La conception tarifaire suggère ce que les opérateurs devront prouver. Le texte réclame des signaux géographiques, des incitations à réduire les pointes et des tarifs variant avec le temps. Ses considérants observent que l'emplacement, les horaires de consommation et le comportement d'un centre de données peuvent faciliter un raccordement efficace, notamment s'il fournit flexibilité, stockage ou production propre supplémentaire. Un campus capable de déplacer une partie de sa charge ou d'accepter un raccordement flexible peut améliorer son dossier.

Une installation rigide créant une nouvelle pointe dans une zone contrainte s'expose à l'effet inverse.

Les choix d'ingénierie deviennent donc des variables de financement. Batteries, production sur site, modulation des calculs et crédibilité du calendrier électrique pourraient influer à la fois sur le délai de raccordement et sur la facture récurrente après mise sous tension. Les terrains déjà raccordables prendront de la valeur; les projets dont le modèle suppose une alimentation ferme et inconditionnelle deviendront plus difficiles à financer.

Les grands chiffres décrivent tout le réseau

La Commission reprend une estimation de l'ACER selon laquelle les investissements annuels dans le transport et la distribution pourraient atteindre 75 à 100 milliards d'euros d'ici 2050. Elle ajoute que le coût total des réseaux pourrait augmenter jusqu'à 60 % par rapport à 2022. Ces chiffres couvrent l'ensemble du système électrique européen, l'électrification, les renouvelables et les nouvelles charges industrielles et commerciales. Ils ne prédisent ni les investissements des centres de données, ni une hausse de leur tarif, ni le coût qu'ils causeraient à eux seuls.

L'effet propre au secteur reste plus étroit et non chiffré. Bruxelles reconnaît que la consommation des centres de données devrait croître et tendre les réseaux, mais aussi qu'une installation bien placée et flexible peut limiter la contrainte. Le texte ne fixe ni supplément européen, ni remise, ni délai de raccordement. L'impact dépendra du droit finalement adopté, des méthodologies tarifaires ultérieures et des preuves examinées par chaque régulateur national.

Une proposition, pas encore un mode d'emploi

COM(2026) 600 est une proposition législative de la Commission, dossier 2026/0203 (COD). Elle ne modifie aujourd'hui ni la facture ni la position d'un développeur. Selon la procédure législative ordinaire, le Parlement européen et le Conseil doivent arrêter ensemble le texte final et peuvent l'amender.

Même si l'architecture actuelle survit aux négociations, une méthodologie commune et une structure tarifaire resteront à préciser; les régulateurs nationaux choisiront ensuite les mesures adaptées à leur marché. Les prochains indicateurs sont donc politiques et réglementaires: maintien des centres de données comme catégorie explicite, définition de l'intérêt public, preuve de maturité exigée et évaluation des promesses de flexibilité.

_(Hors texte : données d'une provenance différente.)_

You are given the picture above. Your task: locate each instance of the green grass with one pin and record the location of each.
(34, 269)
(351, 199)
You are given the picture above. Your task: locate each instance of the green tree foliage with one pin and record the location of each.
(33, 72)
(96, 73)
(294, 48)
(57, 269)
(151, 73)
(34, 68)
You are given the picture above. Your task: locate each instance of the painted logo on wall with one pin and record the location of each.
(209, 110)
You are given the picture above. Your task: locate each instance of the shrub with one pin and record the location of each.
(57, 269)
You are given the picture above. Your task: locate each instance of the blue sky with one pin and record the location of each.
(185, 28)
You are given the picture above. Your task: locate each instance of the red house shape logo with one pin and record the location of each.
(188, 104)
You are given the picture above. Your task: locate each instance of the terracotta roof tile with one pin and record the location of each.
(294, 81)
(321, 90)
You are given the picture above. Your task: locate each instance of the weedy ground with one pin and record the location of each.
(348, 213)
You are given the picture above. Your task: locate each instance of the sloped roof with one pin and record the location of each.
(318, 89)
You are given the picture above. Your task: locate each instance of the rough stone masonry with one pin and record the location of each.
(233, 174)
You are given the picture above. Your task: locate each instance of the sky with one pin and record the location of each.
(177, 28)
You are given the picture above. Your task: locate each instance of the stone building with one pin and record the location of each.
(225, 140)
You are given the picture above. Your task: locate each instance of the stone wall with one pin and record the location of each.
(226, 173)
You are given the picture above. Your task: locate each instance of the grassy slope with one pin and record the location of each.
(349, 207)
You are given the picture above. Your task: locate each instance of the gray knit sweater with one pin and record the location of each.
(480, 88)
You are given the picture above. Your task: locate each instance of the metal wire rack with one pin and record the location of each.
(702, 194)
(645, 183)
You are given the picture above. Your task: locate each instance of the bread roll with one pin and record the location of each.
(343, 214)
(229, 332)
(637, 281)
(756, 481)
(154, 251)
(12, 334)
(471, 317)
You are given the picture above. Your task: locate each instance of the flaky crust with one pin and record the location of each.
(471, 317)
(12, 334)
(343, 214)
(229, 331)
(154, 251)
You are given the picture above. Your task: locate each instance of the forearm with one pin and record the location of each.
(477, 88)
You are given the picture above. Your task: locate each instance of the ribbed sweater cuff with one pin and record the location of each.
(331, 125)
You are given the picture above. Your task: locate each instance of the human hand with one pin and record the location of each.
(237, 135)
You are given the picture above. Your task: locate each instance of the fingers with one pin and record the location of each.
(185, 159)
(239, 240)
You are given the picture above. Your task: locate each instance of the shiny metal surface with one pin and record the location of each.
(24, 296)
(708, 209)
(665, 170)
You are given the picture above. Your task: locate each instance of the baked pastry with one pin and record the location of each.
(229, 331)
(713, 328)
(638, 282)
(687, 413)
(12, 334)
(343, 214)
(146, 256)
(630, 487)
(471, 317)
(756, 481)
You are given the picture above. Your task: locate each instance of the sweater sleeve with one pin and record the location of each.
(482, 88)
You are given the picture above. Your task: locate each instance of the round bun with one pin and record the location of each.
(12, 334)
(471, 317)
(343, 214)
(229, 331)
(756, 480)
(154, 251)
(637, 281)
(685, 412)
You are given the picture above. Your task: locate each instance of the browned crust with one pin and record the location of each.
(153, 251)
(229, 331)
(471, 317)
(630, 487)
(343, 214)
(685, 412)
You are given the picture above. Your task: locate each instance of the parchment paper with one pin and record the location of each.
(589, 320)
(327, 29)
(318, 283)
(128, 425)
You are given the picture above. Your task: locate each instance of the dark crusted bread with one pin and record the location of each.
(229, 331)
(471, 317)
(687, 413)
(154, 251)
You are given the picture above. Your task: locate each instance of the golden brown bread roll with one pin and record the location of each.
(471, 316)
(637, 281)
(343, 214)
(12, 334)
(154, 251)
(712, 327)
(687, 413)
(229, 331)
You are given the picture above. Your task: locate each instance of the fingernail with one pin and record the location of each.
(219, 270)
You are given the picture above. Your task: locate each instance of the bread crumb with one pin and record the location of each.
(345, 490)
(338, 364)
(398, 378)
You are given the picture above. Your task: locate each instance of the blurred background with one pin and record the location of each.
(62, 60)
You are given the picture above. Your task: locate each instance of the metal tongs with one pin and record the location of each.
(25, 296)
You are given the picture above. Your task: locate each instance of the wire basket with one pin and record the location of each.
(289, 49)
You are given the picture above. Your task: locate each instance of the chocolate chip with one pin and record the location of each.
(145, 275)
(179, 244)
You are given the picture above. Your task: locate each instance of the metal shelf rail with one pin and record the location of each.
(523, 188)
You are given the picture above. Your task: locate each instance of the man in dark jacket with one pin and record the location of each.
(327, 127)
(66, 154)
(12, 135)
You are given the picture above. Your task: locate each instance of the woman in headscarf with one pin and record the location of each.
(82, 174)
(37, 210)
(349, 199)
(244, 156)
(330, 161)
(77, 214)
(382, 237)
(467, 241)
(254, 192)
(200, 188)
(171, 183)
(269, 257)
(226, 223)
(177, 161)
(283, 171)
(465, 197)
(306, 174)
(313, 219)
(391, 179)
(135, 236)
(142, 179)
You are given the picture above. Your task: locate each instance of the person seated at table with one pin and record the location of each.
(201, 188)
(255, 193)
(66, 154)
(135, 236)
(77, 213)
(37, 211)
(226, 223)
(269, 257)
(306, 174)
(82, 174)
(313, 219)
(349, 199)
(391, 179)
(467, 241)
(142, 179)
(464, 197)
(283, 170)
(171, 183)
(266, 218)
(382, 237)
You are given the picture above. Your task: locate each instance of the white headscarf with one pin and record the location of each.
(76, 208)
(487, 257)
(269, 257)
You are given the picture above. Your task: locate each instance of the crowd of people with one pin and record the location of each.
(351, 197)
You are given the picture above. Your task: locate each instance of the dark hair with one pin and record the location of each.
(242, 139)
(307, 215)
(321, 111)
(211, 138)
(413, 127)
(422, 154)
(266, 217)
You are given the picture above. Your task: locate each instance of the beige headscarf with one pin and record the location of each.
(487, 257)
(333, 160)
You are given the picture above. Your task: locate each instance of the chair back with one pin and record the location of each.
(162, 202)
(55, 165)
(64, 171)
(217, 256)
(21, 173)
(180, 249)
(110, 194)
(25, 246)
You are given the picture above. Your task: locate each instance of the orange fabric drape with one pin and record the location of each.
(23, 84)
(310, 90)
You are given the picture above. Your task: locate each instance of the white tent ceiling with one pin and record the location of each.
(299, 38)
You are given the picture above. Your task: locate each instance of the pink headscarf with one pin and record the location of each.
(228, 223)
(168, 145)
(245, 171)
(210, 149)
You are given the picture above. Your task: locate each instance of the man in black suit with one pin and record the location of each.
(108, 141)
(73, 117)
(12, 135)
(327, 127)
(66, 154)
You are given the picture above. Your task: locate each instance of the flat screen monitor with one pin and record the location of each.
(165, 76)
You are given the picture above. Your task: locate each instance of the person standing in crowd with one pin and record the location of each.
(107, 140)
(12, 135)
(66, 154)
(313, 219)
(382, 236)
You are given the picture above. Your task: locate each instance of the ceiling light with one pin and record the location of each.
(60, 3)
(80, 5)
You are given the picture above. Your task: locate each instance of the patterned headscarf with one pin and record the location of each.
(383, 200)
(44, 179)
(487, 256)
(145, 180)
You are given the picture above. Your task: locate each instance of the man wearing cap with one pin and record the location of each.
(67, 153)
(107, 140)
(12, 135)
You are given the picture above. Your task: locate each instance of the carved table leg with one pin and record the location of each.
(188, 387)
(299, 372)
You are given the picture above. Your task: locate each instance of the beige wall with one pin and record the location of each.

La direction économique est pourtant nette. Une demande de raccordement ne serait plus un simple ticket horodaté, mais une candidature à une infrastructure rare, jugée sur sa faisabilité, son coût et son utilité. Les gagnants seront les opérateurs capables d'expliquer non seulement combien ils consommeront, mais pourquoi leur emplacement et leur comportement justifient qu'ils soient servis plus tôt.